A paraphrased quote perhaps wrongly assigned to Michaelangelo holds that sculptors simply chip away everything in a block of marble that isn’t David or whatever work of art they are trying to create.
Much the same approach is used to create dugout canoes, crude watercraft that date back thousands of years. Simply put, the basic idea is to shape a canoe from a tree by carving away everything that isn’t a canoe.
But there is more to it than that, said Jim Jameson of Lewiston who is leading an effort to craft a dugout canoe at Hells Gate State Park. When finished, the canoe made from a western red cedar log will be displayed at the park’s Discovery Center.
Such projects start with finding the right tree. Jameson was once told by a Chinook elder that “not every tree wants to be a canoe.”
Dugout builders seek logs that float well, are free from defects like checks or cracks that spiral and large limbs that make the portion of the canoe that ends up as wood waste difficult to remove.
Once the right tree is selected, the long, laborious process of shaping it into a canoe by hollowing it out begins.
“It takes a lot of time,” said Jameson, who worked on his first dugout in 1997 when 25 were carved at Lewiston’s Locomotive Park in preparation for the bicentennial of the Lewis and Clark Expedition in 2004.
“You need to have good patience,” he said. “You can’t get in a hurry.”
Fire is often used to speed the process, but most of the wood is removed with obscure hand tools — like adzes, scorps, draw knives, inshaves and scrub planes. They are the type of tools that aren’t used much these days and can be tough to find.
They were novel to Lewiston High School teacher Stuart Johnson’s Construction 3 students who were helping Jameson on Monday.
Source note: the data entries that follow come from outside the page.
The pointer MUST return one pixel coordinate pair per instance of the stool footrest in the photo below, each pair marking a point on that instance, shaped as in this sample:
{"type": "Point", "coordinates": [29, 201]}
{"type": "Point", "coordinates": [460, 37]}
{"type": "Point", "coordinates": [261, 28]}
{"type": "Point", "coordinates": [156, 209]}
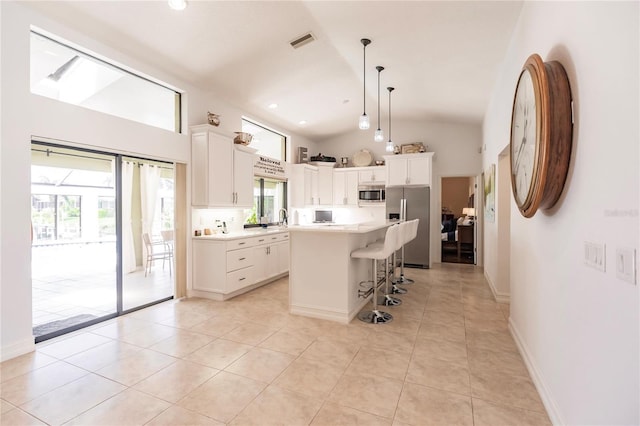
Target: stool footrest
{"type": "Point", "coordinates": [375, 317]}
{"type": "Point", "coordinates": [389, 301]}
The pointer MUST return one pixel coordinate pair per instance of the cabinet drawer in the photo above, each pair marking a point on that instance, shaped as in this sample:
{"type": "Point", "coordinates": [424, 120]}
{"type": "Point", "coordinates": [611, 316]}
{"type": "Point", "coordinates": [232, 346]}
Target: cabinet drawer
{"type": "Point", "coordinates": [237, 259]}
{"type": "Point", "coordinates": [236, 244]}
{"type": "Point", "coordinates": [278, 237]}
{"type": "Point", "coordinates": [239, 279]}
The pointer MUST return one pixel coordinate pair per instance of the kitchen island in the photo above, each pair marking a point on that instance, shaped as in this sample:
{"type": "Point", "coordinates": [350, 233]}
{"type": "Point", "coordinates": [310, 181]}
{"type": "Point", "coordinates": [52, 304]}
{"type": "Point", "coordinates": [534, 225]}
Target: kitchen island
{"type": "Point", "coordinates": [323, 278]}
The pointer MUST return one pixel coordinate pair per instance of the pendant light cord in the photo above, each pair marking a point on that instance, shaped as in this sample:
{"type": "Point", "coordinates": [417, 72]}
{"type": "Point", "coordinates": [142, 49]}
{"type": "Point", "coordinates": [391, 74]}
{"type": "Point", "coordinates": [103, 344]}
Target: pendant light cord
{"type": "Point", "coordinates": [390, 89]}
{"type": "Point", "coordinates": [379, 70]}
{"type": "Point", "coordinates": [364, 78]}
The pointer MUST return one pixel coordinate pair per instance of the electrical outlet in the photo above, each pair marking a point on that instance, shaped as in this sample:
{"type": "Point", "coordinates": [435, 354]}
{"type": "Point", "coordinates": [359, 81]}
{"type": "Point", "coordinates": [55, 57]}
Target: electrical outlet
{"type": "Point", "coordinates": [594, 255]}
{"type": "Point", "coordinates": [626, 264]}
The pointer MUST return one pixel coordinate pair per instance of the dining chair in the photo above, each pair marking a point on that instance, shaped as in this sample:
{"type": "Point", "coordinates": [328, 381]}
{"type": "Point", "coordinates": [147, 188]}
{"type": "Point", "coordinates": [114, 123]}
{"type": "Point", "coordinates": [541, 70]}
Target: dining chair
{"type": "Point", "coordinates": [156, 250]}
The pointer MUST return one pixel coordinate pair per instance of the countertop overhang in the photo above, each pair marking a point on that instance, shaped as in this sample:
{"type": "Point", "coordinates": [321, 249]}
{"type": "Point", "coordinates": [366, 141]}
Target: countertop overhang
{"type": "Point", "coordinates": [356, 228]}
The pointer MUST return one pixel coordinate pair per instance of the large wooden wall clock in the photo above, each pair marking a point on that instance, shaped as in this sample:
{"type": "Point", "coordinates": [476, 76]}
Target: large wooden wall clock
{"type": "Point", "coordinates": [541, 135]}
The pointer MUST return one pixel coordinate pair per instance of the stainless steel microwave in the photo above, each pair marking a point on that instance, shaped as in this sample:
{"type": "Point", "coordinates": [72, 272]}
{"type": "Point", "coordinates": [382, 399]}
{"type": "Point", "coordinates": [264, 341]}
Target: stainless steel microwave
{"type": "Point", "coordinates": [370, 194]}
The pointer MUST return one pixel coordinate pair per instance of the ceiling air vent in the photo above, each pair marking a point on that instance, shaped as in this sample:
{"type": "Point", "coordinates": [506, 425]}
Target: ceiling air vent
{"type": "Point", "coordinates": [302, 40]}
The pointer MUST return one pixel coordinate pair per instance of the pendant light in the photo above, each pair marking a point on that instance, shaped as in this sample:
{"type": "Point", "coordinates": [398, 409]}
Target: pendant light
{"type": "Point", "coordinates": [363, 123]}
{"type": "Point", "coordinates": [379, 135]}
{"type": "Point", "coordinates": [389, 147]}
The seniors, who will soon graduate, are more accustomed to working with efficient power tools.
“It’s a lot more hands on,” student Dawson Luther said.
Luther was working with a scorp to shave and smooth the interior of the canoe where another student had used an adz to carve away waste wood.
On another portion of the 28-foot log, Hunter Dunlap used a short-handled cupped adz to lightly chip away at the interior.
“You are just trying to shave off and get rid of excess wood on areas that are lumped,” Dunlap said.
Johnson said he has seen many of the dugouts created for the Lewis and Clark anniversary. Now he is relishing the chance to work on one.
“I’ve never experienced this before, so for me it was kind of a personal thing wanting to help out,” he said.
Once it takes final shape, the canoe will replace one on display at the park. The old boat, created in 1997, has slowly rotted away. Dugout and Lewis and Clark enthusiast Tom Eier of Lewiston said before the canoe goes on display it may see some time on the Mississippi River during a journey to the Benevolent and Protective Order of Elks national convention at St. Louis in July. He hopes to lead a team that will pilot the dugout down the river and stop at Elks lodges along the way to educate people about dugouts and inspire kids and veterans to avoid drugs.
The canoe will also be displayed at the Lewiston Elks Lodge on May 18 for an Armed Forces Day event. Eier said he hopes to not only show off the dugout but take it for a spin in the nearby Snake River.